She started out studying the history of the Western World and working as a journalist. She covered business, technology, and education for the Austin newspaper and several alternative news weeklies at the beginning of the Southern tech boom.

She moved into the marketplace for online media and technology as the International Communications Coordinator for the Swatch Design Lab (think watches & Smartcars). The lab's small research, design, and innovation team collaborated to develop emerging tech products, the award-winning international Swatch website, and all Swatch's international advertising campaigns. As the liaison between the creative team, Swatch HQ in Biel, and outside partner organizations, she worked with the MIT Media Lab on the Internet Time project, Microsoft's Smart Personal Objects Technology Department on the Swatch Papparrazi digital media watch design, Spike Lee's production company on Swatch commercials, and the Turkish National Ballet company on a Swatch Fashion Show in Istanbul.

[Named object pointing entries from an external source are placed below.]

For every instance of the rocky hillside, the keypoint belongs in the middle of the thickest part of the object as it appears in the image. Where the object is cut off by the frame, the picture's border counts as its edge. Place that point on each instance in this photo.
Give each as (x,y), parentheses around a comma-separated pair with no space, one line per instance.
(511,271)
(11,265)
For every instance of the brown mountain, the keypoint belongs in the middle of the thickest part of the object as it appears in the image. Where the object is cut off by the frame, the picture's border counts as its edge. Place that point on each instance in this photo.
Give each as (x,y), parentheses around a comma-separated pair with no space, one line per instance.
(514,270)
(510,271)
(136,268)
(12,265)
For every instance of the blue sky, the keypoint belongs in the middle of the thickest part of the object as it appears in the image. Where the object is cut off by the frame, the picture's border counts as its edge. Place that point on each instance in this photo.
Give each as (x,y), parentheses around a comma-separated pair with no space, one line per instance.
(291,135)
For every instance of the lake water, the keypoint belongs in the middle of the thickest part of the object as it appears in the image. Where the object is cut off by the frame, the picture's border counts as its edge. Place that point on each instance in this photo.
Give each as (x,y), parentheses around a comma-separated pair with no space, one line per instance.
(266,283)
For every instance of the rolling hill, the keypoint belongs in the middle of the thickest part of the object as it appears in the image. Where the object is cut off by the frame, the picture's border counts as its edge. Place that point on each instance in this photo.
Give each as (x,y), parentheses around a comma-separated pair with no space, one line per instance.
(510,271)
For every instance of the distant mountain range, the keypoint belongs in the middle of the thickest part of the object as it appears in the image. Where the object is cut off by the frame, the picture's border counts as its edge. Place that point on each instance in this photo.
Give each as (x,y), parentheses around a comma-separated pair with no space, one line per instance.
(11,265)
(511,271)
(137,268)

Interested in creating social change with emerging communications technology, she co-founded four socially-conscious tech organizations over the next ten years to serve the medically uninsured, working mothers, local parks departments, and environmentally-conscious consumers.

She went back to school to learn how to program at the NYU Interactive Telecommunications Program and to study Social Entrepreneurship at NYU's Stern School of Business. At NYU, she explored the social potential of blossoming Web 2.0 technology under the tutelage of Social Software Guru Clay Shirky, Interactive Museum Education Maven Nancy Hechinger, and Social Entrepreneurship's Academic Pioneer Jeffrey Robinson.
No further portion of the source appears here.